SQLite as a payload
A SQLite database file is a compact, typed, self-describing payload — often a better wire format than JSON. Serve the .sqlite file directly and read it in the browser with QIP components that weigh 10–21 KB, instead of shipping the 849 KB official engine for read-only work.
The same bytes stay compatible with the official sqlite3.wasm, so an app can render instantly with a tiny reader and lazily upgrade to the full engine only when someone needs SQL or writes. The comparison below proves both readers return the identical result.
Browse a database #
This lists every table with its columns and declared types. The database arrives like any other asset: a <source> element pointing at /data/countries.sqlite (48 KB).
<qip-edit>
<source name="input" src="/data/countries.sqlite" type="application/vnd.sqlite3" />
<source src="/components/application/vnd.sqlite3/sqlite-schema.wasm" type="application/wasm" />
<output name="output"><pre><code></code></pre></output>
</qip-edit>
The <source name="input"> element is the input and the wasm <source> is the pipeline. The input's type attribute must match the component's declared application/vnd.sqlite3 input type.
Any table to CSV #
The Titanic dataset (68 KB) holds eight tables. Pick one and sqlite-table-csv.wasm (19 KB) converts it to CSV, entirely in your browser.
Uniforms come from ordinary form controls: the <select name="uniform-table"> feeds the component's uniform_set_table export, exactly like ?table=N on the CLI.
Point lookup by rowid #
sqlite-row-lookup.wasm (21 KB) descends the table's b-tree instead of scanning it — it touches a handful of pages to fetch one row out of 891.
Bring your own database #
Drop any SQLite file here and browse its schema. Nothing is uploaded: the file is read locally into the component's memory. Until you choose a file, the preview falls back to the countries database.

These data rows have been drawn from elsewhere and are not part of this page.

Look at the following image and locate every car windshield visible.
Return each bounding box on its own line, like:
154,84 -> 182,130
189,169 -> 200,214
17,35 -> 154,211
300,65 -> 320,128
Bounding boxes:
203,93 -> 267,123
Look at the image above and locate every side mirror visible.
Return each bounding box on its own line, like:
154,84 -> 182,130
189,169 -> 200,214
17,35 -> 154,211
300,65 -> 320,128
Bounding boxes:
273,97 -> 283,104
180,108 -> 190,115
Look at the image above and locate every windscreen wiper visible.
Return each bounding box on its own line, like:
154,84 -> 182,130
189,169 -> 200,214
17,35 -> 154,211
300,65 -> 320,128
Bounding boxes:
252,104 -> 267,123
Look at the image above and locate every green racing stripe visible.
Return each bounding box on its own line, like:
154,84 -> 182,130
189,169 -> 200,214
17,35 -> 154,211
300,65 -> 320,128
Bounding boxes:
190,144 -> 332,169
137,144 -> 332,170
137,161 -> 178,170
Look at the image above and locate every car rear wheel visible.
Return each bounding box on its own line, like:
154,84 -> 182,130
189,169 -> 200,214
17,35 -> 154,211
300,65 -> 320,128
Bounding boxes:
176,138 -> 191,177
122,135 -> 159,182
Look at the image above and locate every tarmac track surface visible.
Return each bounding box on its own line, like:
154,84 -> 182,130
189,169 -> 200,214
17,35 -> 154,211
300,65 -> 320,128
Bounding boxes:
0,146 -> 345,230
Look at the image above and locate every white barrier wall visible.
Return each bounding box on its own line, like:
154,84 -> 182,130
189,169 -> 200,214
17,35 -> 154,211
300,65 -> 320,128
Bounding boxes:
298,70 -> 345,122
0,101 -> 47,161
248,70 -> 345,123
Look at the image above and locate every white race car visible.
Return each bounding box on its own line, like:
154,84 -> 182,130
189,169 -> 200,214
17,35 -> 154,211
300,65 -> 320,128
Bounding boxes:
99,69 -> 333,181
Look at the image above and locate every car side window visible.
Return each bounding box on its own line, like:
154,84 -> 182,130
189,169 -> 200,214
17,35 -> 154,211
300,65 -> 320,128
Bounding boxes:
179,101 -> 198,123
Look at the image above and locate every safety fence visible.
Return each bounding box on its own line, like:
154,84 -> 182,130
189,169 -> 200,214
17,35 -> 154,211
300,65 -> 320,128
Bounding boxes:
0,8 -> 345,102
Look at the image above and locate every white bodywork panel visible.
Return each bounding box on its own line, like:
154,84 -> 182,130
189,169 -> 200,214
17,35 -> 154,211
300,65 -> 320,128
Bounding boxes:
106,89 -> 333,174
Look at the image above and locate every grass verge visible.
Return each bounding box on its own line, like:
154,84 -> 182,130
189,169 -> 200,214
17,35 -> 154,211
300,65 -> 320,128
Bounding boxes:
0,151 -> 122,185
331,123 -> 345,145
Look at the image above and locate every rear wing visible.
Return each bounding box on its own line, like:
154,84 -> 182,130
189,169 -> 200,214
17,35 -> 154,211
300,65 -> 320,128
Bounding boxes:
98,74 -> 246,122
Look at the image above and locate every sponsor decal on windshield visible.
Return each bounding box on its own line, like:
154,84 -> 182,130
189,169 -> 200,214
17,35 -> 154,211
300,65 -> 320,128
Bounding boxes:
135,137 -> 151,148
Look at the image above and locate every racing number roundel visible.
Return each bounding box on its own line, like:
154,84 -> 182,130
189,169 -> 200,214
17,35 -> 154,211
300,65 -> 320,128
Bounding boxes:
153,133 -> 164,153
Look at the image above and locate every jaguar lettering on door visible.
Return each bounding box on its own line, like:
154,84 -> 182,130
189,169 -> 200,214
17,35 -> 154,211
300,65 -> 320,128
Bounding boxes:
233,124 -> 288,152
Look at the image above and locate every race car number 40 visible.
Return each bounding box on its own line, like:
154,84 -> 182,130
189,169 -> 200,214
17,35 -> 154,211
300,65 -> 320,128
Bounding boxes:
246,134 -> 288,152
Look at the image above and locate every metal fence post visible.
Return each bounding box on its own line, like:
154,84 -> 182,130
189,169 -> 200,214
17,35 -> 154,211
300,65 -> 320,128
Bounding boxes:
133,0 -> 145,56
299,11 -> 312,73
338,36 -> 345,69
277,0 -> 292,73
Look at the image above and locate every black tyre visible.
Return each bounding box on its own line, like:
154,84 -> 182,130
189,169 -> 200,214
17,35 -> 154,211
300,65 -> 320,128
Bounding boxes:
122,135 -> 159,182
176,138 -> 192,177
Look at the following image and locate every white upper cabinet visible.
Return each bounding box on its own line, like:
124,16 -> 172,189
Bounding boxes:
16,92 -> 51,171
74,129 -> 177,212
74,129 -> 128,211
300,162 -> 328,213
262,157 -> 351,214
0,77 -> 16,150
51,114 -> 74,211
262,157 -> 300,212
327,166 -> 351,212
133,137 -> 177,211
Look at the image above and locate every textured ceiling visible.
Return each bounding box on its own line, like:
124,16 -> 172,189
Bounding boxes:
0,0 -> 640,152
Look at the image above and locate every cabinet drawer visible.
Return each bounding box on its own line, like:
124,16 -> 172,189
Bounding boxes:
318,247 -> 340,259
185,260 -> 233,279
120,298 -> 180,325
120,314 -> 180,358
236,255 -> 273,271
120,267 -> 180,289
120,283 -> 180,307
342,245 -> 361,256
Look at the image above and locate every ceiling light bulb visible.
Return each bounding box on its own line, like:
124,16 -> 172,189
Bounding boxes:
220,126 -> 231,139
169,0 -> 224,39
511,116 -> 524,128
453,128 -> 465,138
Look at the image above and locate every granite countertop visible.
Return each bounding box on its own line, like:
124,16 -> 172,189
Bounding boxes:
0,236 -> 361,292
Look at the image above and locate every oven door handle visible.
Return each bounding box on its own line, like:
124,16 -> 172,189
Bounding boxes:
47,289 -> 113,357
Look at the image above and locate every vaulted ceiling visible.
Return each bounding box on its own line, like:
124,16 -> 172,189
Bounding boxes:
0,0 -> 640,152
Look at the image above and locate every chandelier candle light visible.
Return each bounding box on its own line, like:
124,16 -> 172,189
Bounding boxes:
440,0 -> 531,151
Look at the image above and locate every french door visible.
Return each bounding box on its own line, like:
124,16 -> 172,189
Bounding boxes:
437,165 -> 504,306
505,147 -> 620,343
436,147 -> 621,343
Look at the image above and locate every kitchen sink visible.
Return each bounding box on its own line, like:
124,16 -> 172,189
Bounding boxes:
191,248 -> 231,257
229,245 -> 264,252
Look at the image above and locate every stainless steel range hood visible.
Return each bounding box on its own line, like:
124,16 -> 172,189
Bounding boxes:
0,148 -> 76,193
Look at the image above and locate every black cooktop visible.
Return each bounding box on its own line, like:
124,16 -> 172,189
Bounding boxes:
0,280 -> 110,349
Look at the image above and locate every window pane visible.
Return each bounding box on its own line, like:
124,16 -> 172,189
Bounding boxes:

Databases should be published with VACUUM INTO 'payload.sqlite' — that guarantees a single clean UTF-8 file with no WAL sidecar and no freelist bloat. The readers deliberately reject WAL-mode and UTF-16 files with a clear error rather than risk stale or garbled reads.

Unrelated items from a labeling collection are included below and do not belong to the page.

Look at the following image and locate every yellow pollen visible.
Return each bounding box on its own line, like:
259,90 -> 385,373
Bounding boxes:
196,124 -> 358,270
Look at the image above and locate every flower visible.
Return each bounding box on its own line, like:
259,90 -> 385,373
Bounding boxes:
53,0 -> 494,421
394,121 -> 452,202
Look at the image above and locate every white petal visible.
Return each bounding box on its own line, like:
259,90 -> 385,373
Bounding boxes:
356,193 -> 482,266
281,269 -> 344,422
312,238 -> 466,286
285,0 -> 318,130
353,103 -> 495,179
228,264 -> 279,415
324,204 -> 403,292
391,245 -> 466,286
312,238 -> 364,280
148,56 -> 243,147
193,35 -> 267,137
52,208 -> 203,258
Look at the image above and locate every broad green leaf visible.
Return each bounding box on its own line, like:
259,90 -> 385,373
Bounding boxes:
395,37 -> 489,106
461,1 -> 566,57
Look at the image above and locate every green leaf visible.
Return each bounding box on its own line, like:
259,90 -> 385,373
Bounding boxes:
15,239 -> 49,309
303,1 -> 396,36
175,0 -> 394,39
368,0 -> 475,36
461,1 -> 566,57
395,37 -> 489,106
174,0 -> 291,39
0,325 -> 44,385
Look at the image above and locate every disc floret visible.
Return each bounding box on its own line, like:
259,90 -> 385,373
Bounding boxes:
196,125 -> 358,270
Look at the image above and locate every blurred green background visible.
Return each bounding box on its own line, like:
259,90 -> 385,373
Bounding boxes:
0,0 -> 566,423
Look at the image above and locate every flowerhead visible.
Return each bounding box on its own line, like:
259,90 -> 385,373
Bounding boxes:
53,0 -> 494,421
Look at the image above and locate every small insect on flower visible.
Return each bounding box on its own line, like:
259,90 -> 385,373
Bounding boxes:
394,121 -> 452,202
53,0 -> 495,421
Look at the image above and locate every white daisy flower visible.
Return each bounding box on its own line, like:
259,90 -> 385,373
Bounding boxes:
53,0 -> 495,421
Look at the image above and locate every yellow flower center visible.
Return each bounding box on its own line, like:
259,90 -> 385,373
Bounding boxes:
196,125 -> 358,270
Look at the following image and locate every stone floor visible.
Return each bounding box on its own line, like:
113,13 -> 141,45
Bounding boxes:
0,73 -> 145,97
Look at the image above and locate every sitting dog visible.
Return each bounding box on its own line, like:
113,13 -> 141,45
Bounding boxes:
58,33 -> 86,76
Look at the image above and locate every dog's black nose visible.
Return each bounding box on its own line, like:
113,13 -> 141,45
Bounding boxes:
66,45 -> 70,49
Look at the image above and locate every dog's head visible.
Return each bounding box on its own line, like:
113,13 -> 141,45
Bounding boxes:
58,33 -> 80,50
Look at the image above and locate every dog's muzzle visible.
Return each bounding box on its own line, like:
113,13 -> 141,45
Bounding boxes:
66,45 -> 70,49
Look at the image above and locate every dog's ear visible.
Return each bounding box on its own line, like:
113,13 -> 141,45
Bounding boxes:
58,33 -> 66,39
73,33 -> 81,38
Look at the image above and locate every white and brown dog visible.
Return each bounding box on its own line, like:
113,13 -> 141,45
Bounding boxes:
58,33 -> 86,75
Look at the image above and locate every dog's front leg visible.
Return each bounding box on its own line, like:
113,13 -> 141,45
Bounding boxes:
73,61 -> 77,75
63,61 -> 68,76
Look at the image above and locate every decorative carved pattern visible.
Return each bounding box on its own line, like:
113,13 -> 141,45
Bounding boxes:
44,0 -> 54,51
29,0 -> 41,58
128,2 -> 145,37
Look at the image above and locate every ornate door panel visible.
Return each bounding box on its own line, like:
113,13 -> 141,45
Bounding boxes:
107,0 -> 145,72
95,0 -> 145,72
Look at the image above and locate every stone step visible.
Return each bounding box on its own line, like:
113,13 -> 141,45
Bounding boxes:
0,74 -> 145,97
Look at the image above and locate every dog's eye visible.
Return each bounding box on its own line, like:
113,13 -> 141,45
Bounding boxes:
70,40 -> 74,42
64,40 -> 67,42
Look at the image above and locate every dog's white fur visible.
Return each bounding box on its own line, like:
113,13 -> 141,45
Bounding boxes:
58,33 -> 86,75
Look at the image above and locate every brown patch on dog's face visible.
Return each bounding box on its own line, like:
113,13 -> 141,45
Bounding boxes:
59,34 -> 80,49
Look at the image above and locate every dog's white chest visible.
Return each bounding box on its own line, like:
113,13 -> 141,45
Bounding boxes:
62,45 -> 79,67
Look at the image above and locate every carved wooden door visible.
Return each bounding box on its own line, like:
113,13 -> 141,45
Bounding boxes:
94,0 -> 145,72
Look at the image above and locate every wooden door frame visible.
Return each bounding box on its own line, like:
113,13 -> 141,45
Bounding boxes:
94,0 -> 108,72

Same result, much less to load #
Both readers below convert the Titanic Observation table (891 rows) to CSV: the 19 KB QIP component, and the official 849 KB sqlite3.wasm running SELECT *. The outputs are compared byte for byte.

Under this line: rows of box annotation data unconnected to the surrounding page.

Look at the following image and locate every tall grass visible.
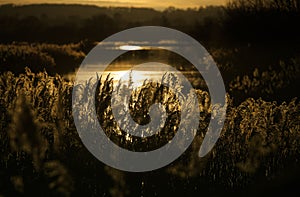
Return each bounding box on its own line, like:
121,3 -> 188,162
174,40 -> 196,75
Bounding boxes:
0,69 -> 300,196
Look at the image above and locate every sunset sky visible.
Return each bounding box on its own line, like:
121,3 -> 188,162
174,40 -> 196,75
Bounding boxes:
0,0 -> 227,9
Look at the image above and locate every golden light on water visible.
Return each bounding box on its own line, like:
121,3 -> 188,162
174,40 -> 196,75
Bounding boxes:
119,45 -> 143,51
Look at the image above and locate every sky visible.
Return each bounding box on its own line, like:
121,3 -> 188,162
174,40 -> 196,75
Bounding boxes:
0,0 -> 227,9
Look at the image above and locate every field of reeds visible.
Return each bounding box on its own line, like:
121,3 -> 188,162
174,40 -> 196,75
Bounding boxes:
0,0 -> 300,197
0,68 -> 300,196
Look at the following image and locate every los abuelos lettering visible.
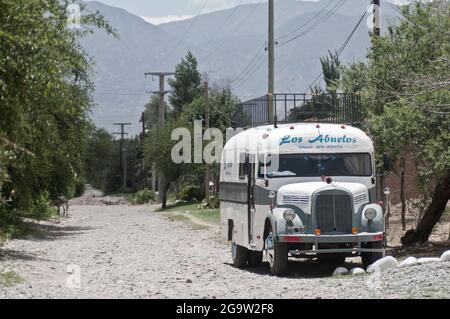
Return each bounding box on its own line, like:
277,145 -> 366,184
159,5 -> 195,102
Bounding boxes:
280,134 -> 357,146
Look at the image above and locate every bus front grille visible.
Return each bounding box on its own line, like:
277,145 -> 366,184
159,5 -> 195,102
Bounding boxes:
315,192 -> 353,234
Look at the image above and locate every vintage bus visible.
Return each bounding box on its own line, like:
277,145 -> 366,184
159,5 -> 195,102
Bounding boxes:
220,123 -> 385,275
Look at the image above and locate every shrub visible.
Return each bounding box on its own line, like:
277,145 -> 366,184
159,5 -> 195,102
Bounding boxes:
135,188 -> 155,205
179,185 -> 205,201
31,191 -> 57,219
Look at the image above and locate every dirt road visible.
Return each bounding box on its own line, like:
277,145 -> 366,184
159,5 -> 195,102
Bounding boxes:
0,200 -> 450,298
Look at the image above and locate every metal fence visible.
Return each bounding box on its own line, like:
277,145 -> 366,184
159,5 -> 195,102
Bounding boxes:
239,93 -> 364,126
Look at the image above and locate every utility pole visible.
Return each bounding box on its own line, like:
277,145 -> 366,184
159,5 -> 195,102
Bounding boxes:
145,72 -> 175,202
373,0 -> 381,37
113,123 -> 131,190
372,0 -> 389,202
205,82 -> 211,207
140,112 -> 147,187
268,0 -> 277,124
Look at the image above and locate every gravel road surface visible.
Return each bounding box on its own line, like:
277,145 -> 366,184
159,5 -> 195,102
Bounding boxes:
0,201 -> 450,299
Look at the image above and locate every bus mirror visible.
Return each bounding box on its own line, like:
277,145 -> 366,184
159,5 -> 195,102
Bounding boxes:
383,154 -> 391,172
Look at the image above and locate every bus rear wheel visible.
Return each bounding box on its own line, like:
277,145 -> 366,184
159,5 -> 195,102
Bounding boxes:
361,241 -> 384,269
264,229 -> 288,276
231,230 -> 248,268
248,250 -> 263,267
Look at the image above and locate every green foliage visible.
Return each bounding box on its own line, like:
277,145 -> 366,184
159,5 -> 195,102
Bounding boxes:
134,188 -> 155,205
179,185 -> 205,201
144,95 -> 170,130
181,87 -> 242,132
341,0 -> 450,197
31,191 -> 57,220
0,0 -> 113,230
0,271 -> 24,288
209,196 -> 220,209
320,51 -> 341,92
169,51 -> 202,116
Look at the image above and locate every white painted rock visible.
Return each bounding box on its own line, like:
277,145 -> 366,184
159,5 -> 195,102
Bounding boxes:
350,268 -> 366,276
367,256 -> 398,273
398,257 -> 417,268
333,267 -> 348,277
441,250 -> 450,261
417,258 -> 441,265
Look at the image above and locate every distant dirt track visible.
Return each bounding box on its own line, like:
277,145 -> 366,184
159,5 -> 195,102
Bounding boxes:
0,200 -> 450,299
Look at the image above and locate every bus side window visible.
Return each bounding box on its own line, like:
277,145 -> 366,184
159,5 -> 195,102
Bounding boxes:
239,163 -> 246,180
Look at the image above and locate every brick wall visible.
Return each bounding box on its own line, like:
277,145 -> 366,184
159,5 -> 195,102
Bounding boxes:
385,153 -> 420,205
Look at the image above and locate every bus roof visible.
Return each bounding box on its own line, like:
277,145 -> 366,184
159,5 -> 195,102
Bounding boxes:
224,123 -> 374,154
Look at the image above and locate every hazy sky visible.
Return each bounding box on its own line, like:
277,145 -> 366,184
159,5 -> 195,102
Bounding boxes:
88,0 -> 406,24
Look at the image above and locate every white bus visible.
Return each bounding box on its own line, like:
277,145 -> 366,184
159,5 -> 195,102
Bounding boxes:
220,124 -> 385,275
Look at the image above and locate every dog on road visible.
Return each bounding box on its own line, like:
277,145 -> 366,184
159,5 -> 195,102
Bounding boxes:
55,196 -> 69,217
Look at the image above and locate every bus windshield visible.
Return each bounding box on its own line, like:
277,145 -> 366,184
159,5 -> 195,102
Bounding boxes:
259,154 -> 372,178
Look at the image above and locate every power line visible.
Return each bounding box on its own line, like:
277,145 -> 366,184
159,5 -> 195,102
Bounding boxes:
230,45 -> 264,85
203,3 -> 261,63
279,0 -> 347,46
204,0 -> 244,47
310,0 -> 373,87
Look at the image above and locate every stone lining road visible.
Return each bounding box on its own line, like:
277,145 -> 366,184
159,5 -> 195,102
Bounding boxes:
0,205 -> 450,299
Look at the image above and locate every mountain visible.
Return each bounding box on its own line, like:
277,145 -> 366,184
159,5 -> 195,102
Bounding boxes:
82,0 -> 398,133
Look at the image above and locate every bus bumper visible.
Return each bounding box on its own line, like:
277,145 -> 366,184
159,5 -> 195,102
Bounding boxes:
275,232 -> 386,254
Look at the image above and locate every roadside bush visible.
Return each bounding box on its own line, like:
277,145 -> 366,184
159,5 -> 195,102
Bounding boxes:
179,185 -> 205,201
0,207 -> 23,240
74,179 -> 86,197
134,188 -> 155,205
31,191 -> 57,219
209,196 -> 220,209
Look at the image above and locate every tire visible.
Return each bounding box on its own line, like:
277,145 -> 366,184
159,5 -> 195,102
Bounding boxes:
317,254 -> 345,265
264,227 -> 288,276
361,241 -> 384,269
231,226 -> 248,268
248,251 -> 263,267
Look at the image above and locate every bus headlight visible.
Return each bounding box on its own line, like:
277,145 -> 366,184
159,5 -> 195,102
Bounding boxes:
364,208 -> 377,220
283,209 -> 296,222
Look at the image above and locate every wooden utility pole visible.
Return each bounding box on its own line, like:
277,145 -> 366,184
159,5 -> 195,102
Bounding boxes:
373,0 -> 381,37
267,0 -> 276,123
145,72 -> 175,204
113,123 -> 131,190
205,82 -> 211,207
140,112 -> 147,187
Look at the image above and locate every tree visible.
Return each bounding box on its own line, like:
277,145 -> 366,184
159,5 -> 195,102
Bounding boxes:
343,0 -> 450,245
169,51 -> 202,117
144,95 -> 170,130
144,119 -> 185,209
320,51 -> 341,93
85,128 -> 120,193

| Phase | QIP component | Official sqlite3.wasm |
| Download (uncompressed) | | |
| Compile + instantiate | | |
| Open database (68 KB) | | |
| Read table → CSV (891 rows) | | |
| Total | | |
The official engine remains the right tool for SQL queries, joins, and writes. The point is sequencing: readers this small make it practical to treat .sqlite as a first-class response format, then load the full engine only for the minority of sessions that edit.
CLI equivalent #
go install github.com/royalicing/qip@latest
qip run modules/application/vnd.sqlite3/sqlite-schema.wasm -i mydb.sqlite
qip run modules/application/vnd.sqlite3/sqlite-table-csv.wasm '?table=1' -i mydb.sqlite > table.csv
qip run modules/application/vnd.sqlite3/sqlite-row-lookup.wasm '?table=0&rowid=42' -i mydb.sqlite
qip run modules/application/vnd.sqlite3/sqlite-table-count.wasm -i mydb.sqlite
These modules expect application/vnd.sqlite3 input. The CSV converter outputs text/csv, so it composes with any downstream CSV component.